ビットコインの8万ドル接近で現物取引量と鯨の流入が急増、アルトコイン入金も3倍に
重要ポイント
- •Cointelegraphが引用したCryptoQuantのデータによると、ビットコインが80,000ドルに接近する中、現物取引量は以前の水準の3~4倍に上昇した。
- •取引量で最大の暗号資産取引所であるBinanceが、現物市場活動の最大のシェアを占めた。
- •取引所への鯨によるビットコイン流入は毎時2,000 BTCを繰り返し上回ったが、流入は売却の確定ではなくコインの移動を示すものである。
- •同じ期間に取引所へのアルトコイン入金は3倍となり、ビットコイン以外でも市場活動の広がりを示した。
- •ビットコインはその後80,000ドル前後で推移しており、活発な活動が持続するかどうかは今後の取引所フローデータで判明する見通し。

Cointelegraphが引用した、オンチェーンおよび取引所フローデータを追跡するCryptoQuantのデータによると、ビットコインが80,000ドルに接近する中で現物取引量は3~4倍に増加し、鯨(大手保有者)による取引所への流入は毎時2,000 BTCを繰り返し上回った。同じ期間には取引所へのアルトコイン入金も3倍となり、今回の値動きに伴いデジタル資産市場全体で取引活動が広範に増加したことを示している。
現物取引活動が加速
現物取引量の急増は、ビットコインが注目の80,000ドルの閾値に向かった際の市場活動における大きな変化を示している。80,000ドルのようなラウンドナンバーの水準は、テクニカル分析で広く基準点として用いられるため、トレーダーの関心を集めやすい。

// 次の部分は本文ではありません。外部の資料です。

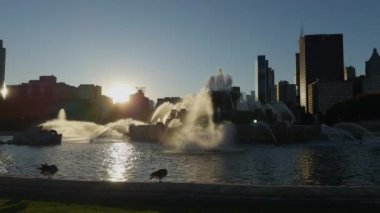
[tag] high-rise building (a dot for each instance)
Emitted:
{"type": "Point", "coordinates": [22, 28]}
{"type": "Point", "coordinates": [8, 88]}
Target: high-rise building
{"type": "Point", "coordinates": [286, 93]}
{"type": "Point", "coordinates": [349, 73]}
{"type": "Point", "coordinates": [261, 78]}
{"type": "Point", "coordinates": [371, 82]}
{"type": "Point", "coordinates": [324, 94]}
{"type": "Point", "coordinates": [271, 91]}
{"type": "Point", "coordinates": [297, 78]}
{"type": "Point", "coordinates": [372, 66]}
{"type": "Point", "coordinates": [265, 89]}
{"type": "Point", "coordinates": [2, 64]}
{"type": "Point", "coordinates": [321, 57]}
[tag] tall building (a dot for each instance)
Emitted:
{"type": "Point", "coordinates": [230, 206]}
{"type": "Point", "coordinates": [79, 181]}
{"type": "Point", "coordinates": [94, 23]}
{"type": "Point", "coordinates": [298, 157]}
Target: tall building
{"type": "Point", "coordinates": [371, 82]}
{"type": "Point", "coordinates": [349, 73]}
{"type": "Point", "coordinates": [297, 78]}
{"type": "Point", "coordinates": [265, 89]}
{"type": "Point", "coordinates": [2, 64]}
{"type": "Point", "coordinates": [321, 57]}
{"type": "Point", "coordinates": [286, 93]}
{"type": "Point", "coordinates": [261, 78]}
{"type": "Point", "coordinates": [324, 94]}
{"type": "Point", "coordinates": [372, 66]}
{"type": "Point", "coordinates": [271, 91]}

CryptoQuantのデータに基づきCointelegraphが報じた数値によると、現物取引量は以前の水準から3~4倍に上昇した。取引量で最大の暗号資産取引所であるBinanceが、報告されたデータによればこの現物市場活動の最大のシェアを占めた。
デリバティブ取引とは異なり、現物取引はビットコインの直接的な売買を伴う。そのため現物取引量の急増は、実際の市場参加状況をより明確に示す材料となり得るが、取引量だけでは最終的に買い手と売り手のどちらが優勢かを判断することはできない。
鯨によるビットコイン流入が毎時2,000 BTC超え
今回の値動きの中では、ビットコインの大口送金も増加した。Cointelegraphが引用したデータによると、鯨による流入は毎時2,000 BTCを繰り返し上回り、ビットコインが80,000ドル水準へ上昇する過程で大手保有者からの大幅に大きな資金フローがあったことを示している。
ただし、取引所への流入は、当該ビットコインが売却されたことを自動的には意味しない。コインが取引所に移される理由は、取引、保管の変更、売却の準備など複数考えられる。この区別は鯨フローデータを解釈する上で重要であり、報告された毎時2,000 BTCという数値は、売却の確定ではなくビットコインの取引所への移動を計測したものだ。アナリストは大口入金が売り圧力に先行する可能性があることからこれらの流入指標を注視することが多いが、結果はその後の市場の動き次第である。
アルトコイン入金が3倍に
活動はビットコインに限られなかった。Cointelegraphは、同じ期間に取引所へのアルトコイン入金が3倍になったことも報じている。この増加は、ビットコインが80,000ドルに接近する中で、より広範なデジタル資産市場でも高い水準の資金移動が起きていたことを示している。ただしデータは、どのアルトコインが増加を牽引したかや、入金が買い活動につながったのか売り活動につながったのかは特定していない。
総合すると、現物取引量の増加、ビットコインの大口流入、アルトコイン入金の増加という組み合わせは、ビットコインの80,000ドル接近をめぐる市場参加の高まりの一断面を捉えたものである。ビットコインはその後80,000ドル前後で推移しており、市場活動の急増後も上昇を維持できるかどうかをトレーダーが注視している。報告された数値は今回の値動き周辺の特定の期間を対象としたものであり、こうした高水準のフローが持続するか縮小するかは、今後の取引所フローデータで確認できる。